Menta

Estoy dejando de fumar. Hay días que como diez manzanas verdes, así me lo recomendó un taxista. Los parches serían posibles si mi sueldo no fuese como el de la mayoría de los argentinos. Hay pastillas que tampoco puedo comprar. Por lo tanto, abuso de manzanas, botellitas de agua y caramelos masticables. Últimamente más caramelos masticables y agua. 

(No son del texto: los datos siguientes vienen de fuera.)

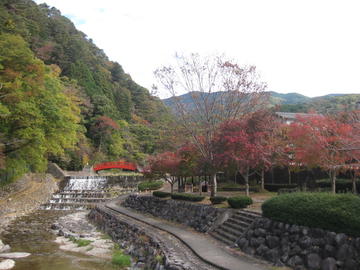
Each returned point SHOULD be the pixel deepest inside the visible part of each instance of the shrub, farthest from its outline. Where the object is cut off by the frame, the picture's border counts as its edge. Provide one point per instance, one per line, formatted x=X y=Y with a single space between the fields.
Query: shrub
x=276 y=187
x=239 y=201
x=187 y=197
x=150 y=185
x=161 y=194
x=287 y=190
x=121 y=259
x=217 y=199
x=334 y=212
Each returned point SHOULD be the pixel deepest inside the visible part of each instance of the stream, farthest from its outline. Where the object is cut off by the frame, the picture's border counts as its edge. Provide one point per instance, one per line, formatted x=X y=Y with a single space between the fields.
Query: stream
x=32 y=234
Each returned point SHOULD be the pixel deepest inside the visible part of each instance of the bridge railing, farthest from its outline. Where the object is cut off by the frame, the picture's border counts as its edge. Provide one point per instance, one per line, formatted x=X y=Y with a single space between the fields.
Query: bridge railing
x=115 y=165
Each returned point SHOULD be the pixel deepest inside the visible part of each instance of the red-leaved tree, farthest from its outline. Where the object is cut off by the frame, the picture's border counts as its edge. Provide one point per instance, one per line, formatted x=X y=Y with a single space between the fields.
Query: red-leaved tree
x=319 y=141
x=247 y=144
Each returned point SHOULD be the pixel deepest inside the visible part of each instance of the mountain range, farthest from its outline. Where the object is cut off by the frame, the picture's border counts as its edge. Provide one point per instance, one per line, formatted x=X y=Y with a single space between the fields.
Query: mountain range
x=295 y=102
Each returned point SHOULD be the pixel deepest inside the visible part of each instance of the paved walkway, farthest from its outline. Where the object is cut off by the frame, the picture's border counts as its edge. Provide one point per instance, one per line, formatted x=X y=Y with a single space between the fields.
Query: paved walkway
x=207 y=248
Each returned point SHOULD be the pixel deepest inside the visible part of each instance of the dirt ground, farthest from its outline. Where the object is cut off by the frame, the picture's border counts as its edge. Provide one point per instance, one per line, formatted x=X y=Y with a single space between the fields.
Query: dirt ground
x=257 y=197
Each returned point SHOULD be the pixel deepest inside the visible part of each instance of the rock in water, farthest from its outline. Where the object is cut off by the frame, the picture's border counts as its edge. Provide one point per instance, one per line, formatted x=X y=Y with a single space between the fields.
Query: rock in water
x=4 y=248
x=14 y=255
x=7 y=264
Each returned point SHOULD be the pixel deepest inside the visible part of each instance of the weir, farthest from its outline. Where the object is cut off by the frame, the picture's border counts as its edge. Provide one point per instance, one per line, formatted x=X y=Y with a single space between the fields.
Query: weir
x=85 y=192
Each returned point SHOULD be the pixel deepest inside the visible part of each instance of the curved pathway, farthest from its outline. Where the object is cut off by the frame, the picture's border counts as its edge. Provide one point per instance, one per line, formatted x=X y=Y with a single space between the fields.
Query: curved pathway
x=192 y=247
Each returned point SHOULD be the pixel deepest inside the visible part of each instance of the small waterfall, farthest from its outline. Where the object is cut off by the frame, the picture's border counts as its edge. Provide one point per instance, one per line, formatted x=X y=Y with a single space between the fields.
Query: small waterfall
x=86 y=183
x=80 y=193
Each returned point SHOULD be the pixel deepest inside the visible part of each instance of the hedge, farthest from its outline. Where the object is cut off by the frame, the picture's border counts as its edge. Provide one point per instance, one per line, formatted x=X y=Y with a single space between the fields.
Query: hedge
x=150 y=185
x=228 y=186
x=218 y=199
x=333 y=212
x=276 y=187
x=342 y=185
x=187 y=197
x=161 y=194
x=239 y=201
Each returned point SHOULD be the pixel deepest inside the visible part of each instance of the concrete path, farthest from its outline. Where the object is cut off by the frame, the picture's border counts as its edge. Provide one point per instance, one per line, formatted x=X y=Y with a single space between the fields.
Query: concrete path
x=205 y=247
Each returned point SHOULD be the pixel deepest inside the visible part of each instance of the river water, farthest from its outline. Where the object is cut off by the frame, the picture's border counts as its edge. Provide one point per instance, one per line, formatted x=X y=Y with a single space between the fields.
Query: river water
x=32 y=234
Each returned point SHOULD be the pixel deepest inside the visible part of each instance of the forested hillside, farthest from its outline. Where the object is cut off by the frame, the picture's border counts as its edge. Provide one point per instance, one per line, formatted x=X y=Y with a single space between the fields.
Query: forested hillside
x=62 y=99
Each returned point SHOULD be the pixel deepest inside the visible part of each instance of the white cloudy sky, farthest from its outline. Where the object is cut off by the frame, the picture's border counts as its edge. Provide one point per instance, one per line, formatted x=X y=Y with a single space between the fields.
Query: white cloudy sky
x=306 y=46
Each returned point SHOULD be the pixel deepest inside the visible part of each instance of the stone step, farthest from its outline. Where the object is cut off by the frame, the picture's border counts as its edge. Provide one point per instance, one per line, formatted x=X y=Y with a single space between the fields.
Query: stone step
x=226 y=235
x=221 y=238
x=243 y=222
x=250 y=214
x=243 y=219
x=231 y=230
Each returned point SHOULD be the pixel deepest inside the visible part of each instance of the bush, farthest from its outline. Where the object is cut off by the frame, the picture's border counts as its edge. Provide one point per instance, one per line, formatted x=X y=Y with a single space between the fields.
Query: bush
x=334 y=212
x=228 y=186
x=187 y=197
x=287 y=190
x=217 y=199
x=121 y=259
x=150 y=185
x=239 y=201
x=276 y=187
x=161 y=194
x=342 y=185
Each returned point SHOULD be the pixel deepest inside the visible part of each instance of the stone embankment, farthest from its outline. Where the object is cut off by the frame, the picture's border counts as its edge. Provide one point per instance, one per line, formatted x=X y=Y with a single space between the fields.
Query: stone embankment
x=6 y=257
x=202 y=218
x=300 y=247
x=151 y=247
x=25 y=195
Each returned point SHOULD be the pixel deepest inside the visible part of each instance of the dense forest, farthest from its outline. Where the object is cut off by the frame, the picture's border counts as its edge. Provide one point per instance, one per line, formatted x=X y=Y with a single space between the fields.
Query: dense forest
x=63 y=100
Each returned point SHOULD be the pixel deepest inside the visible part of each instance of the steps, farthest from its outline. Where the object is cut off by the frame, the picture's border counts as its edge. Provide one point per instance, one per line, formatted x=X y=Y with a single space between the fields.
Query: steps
x=234 y=227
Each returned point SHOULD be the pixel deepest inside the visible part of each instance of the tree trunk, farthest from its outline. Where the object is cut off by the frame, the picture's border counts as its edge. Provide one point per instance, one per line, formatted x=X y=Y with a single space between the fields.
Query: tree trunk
x=246 y=178
x=213 y=185
x=333 y=180
x=289 y=175
x=354 y=183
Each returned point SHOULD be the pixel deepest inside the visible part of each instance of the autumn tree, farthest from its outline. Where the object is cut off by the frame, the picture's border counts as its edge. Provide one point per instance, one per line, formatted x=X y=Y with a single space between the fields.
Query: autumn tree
x=319 y=141
x=247 y=144
x=218 y=90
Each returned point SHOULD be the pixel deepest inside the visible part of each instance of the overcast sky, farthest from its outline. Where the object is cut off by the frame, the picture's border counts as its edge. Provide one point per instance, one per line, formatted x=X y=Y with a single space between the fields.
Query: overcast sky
x=307 y=46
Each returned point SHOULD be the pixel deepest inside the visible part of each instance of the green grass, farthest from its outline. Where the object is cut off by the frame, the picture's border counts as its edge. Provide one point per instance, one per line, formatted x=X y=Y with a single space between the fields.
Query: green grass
x=333 y=212
x=80 y=242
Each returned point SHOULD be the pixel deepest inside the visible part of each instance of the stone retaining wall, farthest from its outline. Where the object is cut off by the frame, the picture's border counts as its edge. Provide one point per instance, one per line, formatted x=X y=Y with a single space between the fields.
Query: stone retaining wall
x=202 y=218
x=124 y=181
x=300 y=247
x=132 y=239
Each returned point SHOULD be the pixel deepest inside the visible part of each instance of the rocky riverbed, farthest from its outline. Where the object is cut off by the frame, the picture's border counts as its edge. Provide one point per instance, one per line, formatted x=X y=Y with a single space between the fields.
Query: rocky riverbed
x=33 y=234
x=76 y=234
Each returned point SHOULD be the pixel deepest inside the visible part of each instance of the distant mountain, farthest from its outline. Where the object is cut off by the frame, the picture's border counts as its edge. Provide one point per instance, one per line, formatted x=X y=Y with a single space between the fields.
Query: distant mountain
x=295 y=102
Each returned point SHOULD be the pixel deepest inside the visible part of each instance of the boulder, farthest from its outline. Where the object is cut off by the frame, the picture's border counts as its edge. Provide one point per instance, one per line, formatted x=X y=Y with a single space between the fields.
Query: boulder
x=329 y=264
x=313 y=261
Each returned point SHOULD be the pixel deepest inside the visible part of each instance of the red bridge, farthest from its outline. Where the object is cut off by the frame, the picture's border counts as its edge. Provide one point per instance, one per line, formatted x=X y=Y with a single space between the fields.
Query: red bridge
x=115 y=165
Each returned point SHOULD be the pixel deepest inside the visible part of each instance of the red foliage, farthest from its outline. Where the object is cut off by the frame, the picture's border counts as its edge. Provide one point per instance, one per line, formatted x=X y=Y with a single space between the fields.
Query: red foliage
x=320 y=141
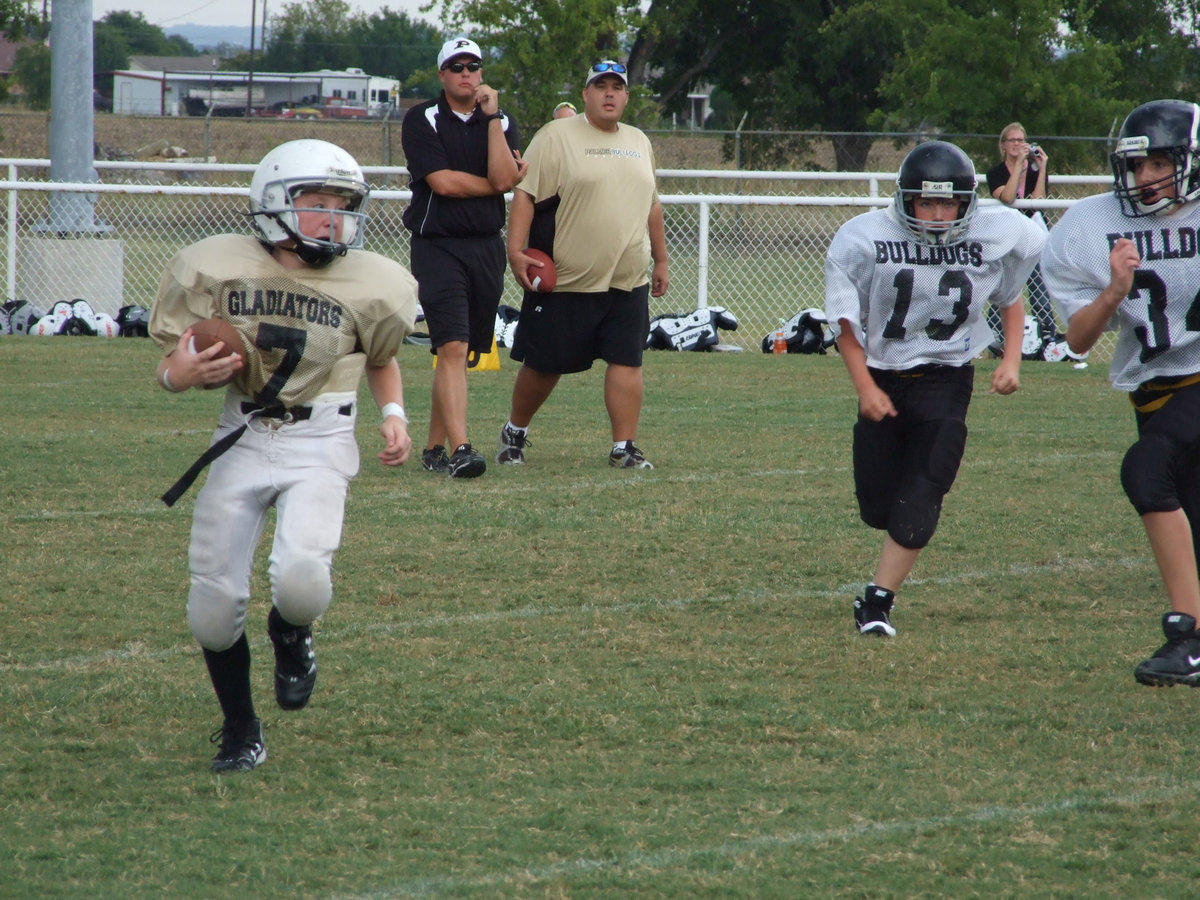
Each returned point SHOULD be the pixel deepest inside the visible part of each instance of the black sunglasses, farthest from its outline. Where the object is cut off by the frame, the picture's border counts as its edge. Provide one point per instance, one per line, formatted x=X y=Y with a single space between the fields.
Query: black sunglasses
x=609 y=67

En la oficina, cuento los minutos que antes eran de invierno y soledad, o mejor dicho, de compañía junto a mi cigarro. Pero ahora los cuento, por un sorbo o un caramelo. Tengo frutilla, naranja, manzana, ananá, limón. Los que más me gustan son los de menta. Los abro con la velocidad de un escorpión a punto de hundir el aguijón en su presa. A veces en mi desesperación ni siquiera arranco todo el envoltorio. Lo llevo a mi boca y lo saboreo largo rato, hasta que que no soporto tanta espera y lo muerdo hasta deshacerlo. 

Es mi horario. Bajo. El ascensor, como siempre, atestado de oficinistas, algunos en disponibilidad lo que significa que fueron echados de la dirección que los empleaba, ahora navegan de sector en sector; de la misma manera que lo estuve yo. El Estado es letal, para quien tiene sensibilidad y el sueño de cambiar el mundo. Así lo aprendí. Ascensor que parece bajar a la velocidad de un borracho intentando caminar. Un perfume pesado lo llena todo, quizá el de la secretaria cuyo escote nos mira. Una mujer de talla gruesa y anteojos rojos mira el piso, quizá espera que se abra y un agujero de gusano le convide su misterio. Nos saludamos con el Flaco, eramos compañeros en Prensa, fue el único del sindicato que luchó para que no termine en RRHH, tiempo después dejó su cargo de militancia. El Flaco me enseñó sobre la Guerra Civil Española, o mejor dicho, los héroes que defendieron la República frente al fascismo de Franco. No conozco al resto, tampoco me interesa. Las caras en el Ministerio aparecen y desaparecen. Sólo siento el poco espacio y las ganas de mi caramelo de menta. 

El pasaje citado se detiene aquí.